In Career Counseling Over Time, Mark L. Savickas demonstrates this narrative approach to vocational counseling. This approach, which is based on career construction theory, focuses on how a client creates the meaning of his or her life. Using a series of simple questions designed to get clients to tell stories about themselves, the therapist highlights themes in these stories that illuminate what each client values as meaningful. In the final session, the therapist and client work together to apply these values and personality traits in a search for a fulfilling career paths.
In these two three-session sets, Dr. Savickas works with two men in their 20s. The first client, although nearly finished with a degree in computer science, has many other interests and is unsure about what his life path should be. The second client, a former Marine working as a carpenter, would like to find a type of work more compatible with his skills.
Each set of three sessions shows a full course of career counseling, from assessment through exploration and resolution, making this DVD an essential introduction to this approach.
Many vocational counselors are innovating their practices by shifting concentration from fostering career development to fostering development through work and relationships. This shift in practice has been prompted by changes in the social organization of work and occupations.
To respond to these changes, some counselors have turned to narrative counseling models and methods because this approach emphasizes life planning rather than occupational choice. Looking at lives as novels being written focuses attention on the themes that activate and characterize individuals in both the work and partnership/family domains.

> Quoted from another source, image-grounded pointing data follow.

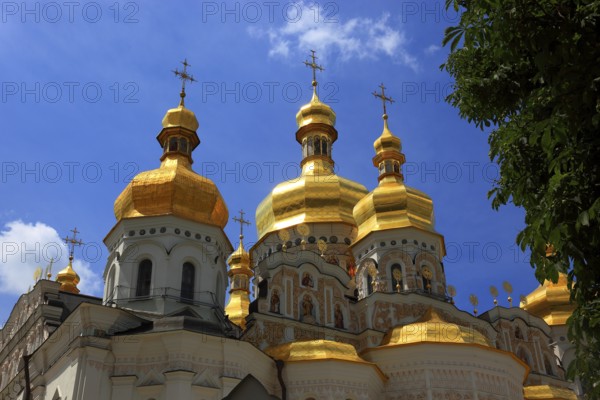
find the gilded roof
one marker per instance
(550, 301)
(432, 327)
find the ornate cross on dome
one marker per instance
(184, 76)
(314, 67)
(384, 99)
(242, 222)
(72, 242)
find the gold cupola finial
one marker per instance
(239, 274)
(185, 77)
(68, 278)
(314, 66)
(392, 204)
(315, 112)
(388, 147)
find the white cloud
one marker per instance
(431, 49)
(355, 38)
(25, 246)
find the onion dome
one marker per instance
(550, 301)
(68, 278)
(239, 273)
(432, 327)
(392, 204)
(318, 195)
(174, 188)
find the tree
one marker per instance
(529, 73)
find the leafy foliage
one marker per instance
(530, 70)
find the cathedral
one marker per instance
(343, 296)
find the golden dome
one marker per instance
(174, 188)
(551, 302)
(392, 204)
(238, 306)
(318, 195)
(431, 327)
(545, 392)
(68, 278)
(240, 258)
(180, 117)
(315, 112)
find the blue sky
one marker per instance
(85, 86)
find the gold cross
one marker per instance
(73, 242)
(184, 76)
(242, 222)
(383, 98)
(314, 67)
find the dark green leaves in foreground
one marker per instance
(529, 71)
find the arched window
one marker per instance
(524, 356)
(388, 166)
(188, 278)
(110, 284)
(144, 278)
(397, 278)
(548, 366)
(220, 293)
(173, 144)
(518, 333)
(183, 145)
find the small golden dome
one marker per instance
(240, 258)
(392, 204)
(68, 278)
(180, 117)
(173, 189)
(238, 306)
(315, 112)
(318, 195)
(551, 301)
(431, 327)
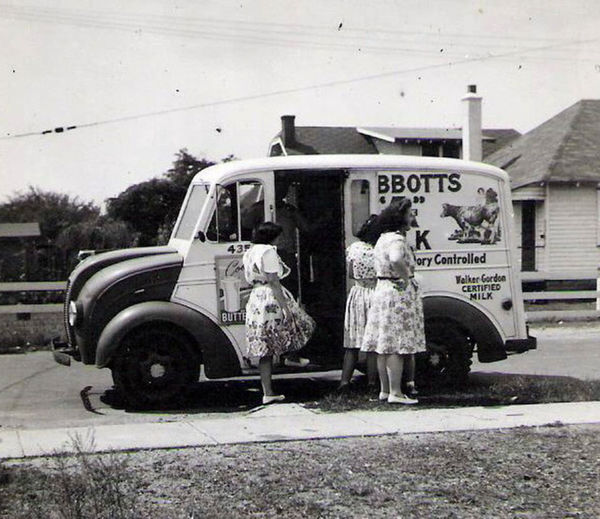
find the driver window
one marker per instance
(360, 196)
(240, 206)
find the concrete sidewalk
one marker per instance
(286, 422)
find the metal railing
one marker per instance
(562, 295)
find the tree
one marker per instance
(151, 207)
(95, 234)
(53, 211)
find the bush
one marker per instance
(76, 486)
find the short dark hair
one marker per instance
(265, 233)
(396, 216)
(369, 231)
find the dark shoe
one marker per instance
(272, 399)
(411, 391)
(296, 363)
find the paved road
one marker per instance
(37, 393)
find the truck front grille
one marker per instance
(68, 331)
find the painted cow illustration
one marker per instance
(477, 223)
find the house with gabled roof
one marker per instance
(470, 141)
(555, 180)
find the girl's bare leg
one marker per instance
(350, 358)
(265, 368)
(383, 375)
(394, 367)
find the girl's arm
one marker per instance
(398, 261)
(275, 285)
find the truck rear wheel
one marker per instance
(155, 367)
(448, 357)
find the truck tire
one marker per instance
(155, 367)
(448, 357)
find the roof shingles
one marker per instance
(565, 148)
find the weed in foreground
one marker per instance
(73, 486)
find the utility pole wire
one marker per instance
(253, 97)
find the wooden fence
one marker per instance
(32, 286)
(526, 277)
(570, 294)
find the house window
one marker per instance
(431, 149)
(451, 150)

From this narrative perspective, vocational interests are solutions to problems that people have experienced and work is an opportunity to actively master what has been passively suffered. This narrative approach to career counseling enables clients to fit work into their lives, rather than fit themselves to jobs. Thus, personal validation replaces occupational congruence as the goal of counseling.
This DVD discusses and demonstrates practical techniques for using stories and articulating life themes to foster career decision making and work adjustment. Viewers will learn how to integrate these techniques into their ongoing practice and may even use the techniques to better understand why they became psychologists and how the occupation of psychotherapist allows them to advance their own life stories.
Mark L. Savickas, PhD, is professor and chair in the Behavioral Sciences Department at the Northeastern Ohio Universities College of Medicine and adjunct professor of counselor education at Kent State University. His 80 articles, 25 book chapters, and 500 presentations to professional groups have dealt with vocational behavior and career counseling.
He is a member of the board of directors for the International Association for Educational and Vocational Guidance and president-elect of the Counseling Psychology Division of the International Association of Applied Psychology.
He has served as editor for the Career Development Quarterly (1991–1998) and is currently editor for the Journal of Vocational Behavior. He also serves on editorial boards for the Journal of Counseling Psychology, Journal of Career Assessment, International Journal for Educational and Vocational Guidance, Australian Journal of Career Development, the British Journal of Guidance and Counselling, L'Orientation Scolaire et Professionnelle (France), and the Educational Research Journal (Hong Kong). He edited Convergence in Career Development Theories (1994, with R. Lent), Handbook of Career Counseling Theory and Practice (1996, with B. Walsh), Vocational Interests (1999, with A. Spokane), and Handbook of Vocational Psychology (2005, with B. Walsh).
In 1994, he received the John L. Holland Award for Outstanding Achievement in Career and Personality Research from the Society of Counseling Psychology (Division 17) of the American Psychological Association. In 1996, he received the Eminent Career Award from the National Career Development Association. In 2009, the University of Lisbon in Portugal distinguished him with a Doutor, Honoris Causa.